After a few days of rumors about NAVIGON withdrawal from the North American market, NAVIGON’s CEO Egon Minar spoke this morning to GPS Business News: “Due to the difficult economic environment and the aggressive pricing we have decided to withdraw from the PND business in North America for the time being. We are however not closing down our Chicago office which will continue to serve our automotive and mobile phone businesses in North America.”
Egon Minar did not detail how many people are affected by this downsize, but it is a “significant number of people in our Chicago office”, he said. Only a few people will remain to take care of the existing PND customers: “we will continue to fulfill all obligations to our existing PND customers in terms of map update, etc.”, he added.
NAVIGON launched its first products on the North American market in September 2007. During the first quarter of 2008 the German company reached the fourth position on the US market with a share of 7.7%. To reach this share so quickly NAVIGON invested in advertising and was the first to introduce a lifetime traffic service bundled into the price of its product. The German company also had a local product team to localize its software to North American tastes.
It seems the NAVIGON presence on the U.S. market was sustainable as far as the A brands maintained a certain level of premium price. But with products such as the TomTom ONE selling at $99 during the last Christmas season and beyond, there was not much opportunity left to NAVIGON despite the good quality of their products.

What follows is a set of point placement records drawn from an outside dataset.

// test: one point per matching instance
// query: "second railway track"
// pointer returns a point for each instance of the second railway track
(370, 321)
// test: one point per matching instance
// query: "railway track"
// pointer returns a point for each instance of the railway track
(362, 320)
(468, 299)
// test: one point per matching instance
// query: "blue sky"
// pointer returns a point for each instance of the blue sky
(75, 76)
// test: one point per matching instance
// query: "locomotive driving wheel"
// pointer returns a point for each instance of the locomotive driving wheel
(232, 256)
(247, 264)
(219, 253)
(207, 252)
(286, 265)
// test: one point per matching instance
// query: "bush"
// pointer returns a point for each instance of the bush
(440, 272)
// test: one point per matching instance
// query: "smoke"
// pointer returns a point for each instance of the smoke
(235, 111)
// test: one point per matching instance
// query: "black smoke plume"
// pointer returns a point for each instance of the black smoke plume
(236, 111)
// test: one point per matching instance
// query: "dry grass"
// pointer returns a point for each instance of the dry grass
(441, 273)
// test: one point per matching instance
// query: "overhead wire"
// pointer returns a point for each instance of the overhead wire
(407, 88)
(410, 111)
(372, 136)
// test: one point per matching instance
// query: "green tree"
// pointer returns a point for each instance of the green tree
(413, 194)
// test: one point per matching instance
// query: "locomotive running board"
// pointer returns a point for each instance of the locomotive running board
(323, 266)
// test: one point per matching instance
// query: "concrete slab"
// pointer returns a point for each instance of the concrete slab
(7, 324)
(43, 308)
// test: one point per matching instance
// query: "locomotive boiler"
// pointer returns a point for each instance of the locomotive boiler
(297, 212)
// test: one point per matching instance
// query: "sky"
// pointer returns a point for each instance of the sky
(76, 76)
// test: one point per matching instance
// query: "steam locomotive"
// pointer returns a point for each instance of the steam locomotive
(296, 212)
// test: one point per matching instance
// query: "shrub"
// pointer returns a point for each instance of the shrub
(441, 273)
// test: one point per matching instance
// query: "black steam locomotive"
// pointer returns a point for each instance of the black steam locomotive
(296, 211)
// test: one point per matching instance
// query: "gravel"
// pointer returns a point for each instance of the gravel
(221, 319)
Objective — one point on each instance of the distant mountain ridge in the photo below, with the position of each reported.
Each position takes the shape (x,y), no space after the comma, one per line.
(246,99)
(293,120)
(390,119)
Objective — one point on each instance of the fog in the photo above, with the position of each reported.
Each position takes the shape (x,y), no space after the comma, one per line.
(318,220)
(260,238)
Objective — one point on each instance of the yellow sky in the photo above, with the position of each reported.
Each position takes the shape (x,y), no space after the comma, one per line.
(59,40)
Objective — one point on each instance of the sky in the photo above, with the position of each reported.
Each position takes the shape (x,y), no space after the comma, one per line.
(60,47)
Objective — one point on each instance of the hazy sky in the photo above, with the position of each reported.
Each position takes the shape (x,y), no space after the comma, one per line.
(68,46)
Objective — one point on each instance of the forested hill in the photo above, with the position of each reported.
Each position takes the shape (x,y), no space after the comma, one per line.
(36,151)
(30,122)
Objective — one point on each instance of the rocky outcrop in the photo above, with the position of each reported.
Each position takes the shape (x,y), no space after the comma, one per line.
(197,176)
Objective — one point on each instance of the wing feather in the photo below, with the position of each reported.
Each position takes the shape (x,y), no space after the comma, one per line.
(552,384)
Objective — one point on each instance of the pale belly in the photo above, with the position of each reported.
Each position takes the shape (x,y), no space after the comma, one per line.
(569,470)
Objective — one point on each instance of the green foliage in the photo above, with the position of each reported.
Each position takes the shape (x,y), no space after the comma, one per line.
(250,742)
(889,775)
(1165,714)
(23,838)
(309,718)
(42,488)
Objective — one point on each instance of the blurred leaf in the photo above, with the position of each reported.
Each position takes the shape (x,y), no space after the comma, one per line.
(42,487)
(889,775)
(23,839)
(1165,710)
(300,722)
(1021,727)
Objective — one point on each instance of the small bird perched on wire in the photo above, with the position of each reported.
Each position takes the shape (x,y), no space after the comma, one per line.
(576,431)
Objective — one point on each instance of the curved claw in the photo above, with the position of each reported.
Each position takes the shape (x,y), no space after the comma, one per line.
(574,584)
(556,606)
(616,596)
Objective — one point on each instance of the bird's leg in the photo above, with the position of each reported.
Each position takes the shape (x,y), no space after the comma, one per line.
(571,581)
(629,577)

Despite this downsize NAVIGON expects to increase its business in its mobile division in North America. Most recently the German company signed a deal with T-Mobile (in Germany) to equip many Smartphones with its onboard navigation software (read here; Egon Minar is now looking at extending this deal in North America. However, this might be a real challenge since European players (Wayfinder, Telmap) have had so far little success on the market. The Apple App store could be an opportunity, but here again price competition is likely to be fierce.
Important market concentration
A few weeks only after Mio decided a significant downsizing of its workforce in the US, this is another mid size PND manufacturer to be hit by the aggressive pricing policies currently taking place on the North American market. What is good news for market leaders Garmin and TomTom is certainly bad news for the rest of the value chain. This is the case for retailers which have now little options left when it comes to lining up PNDs on their shelves.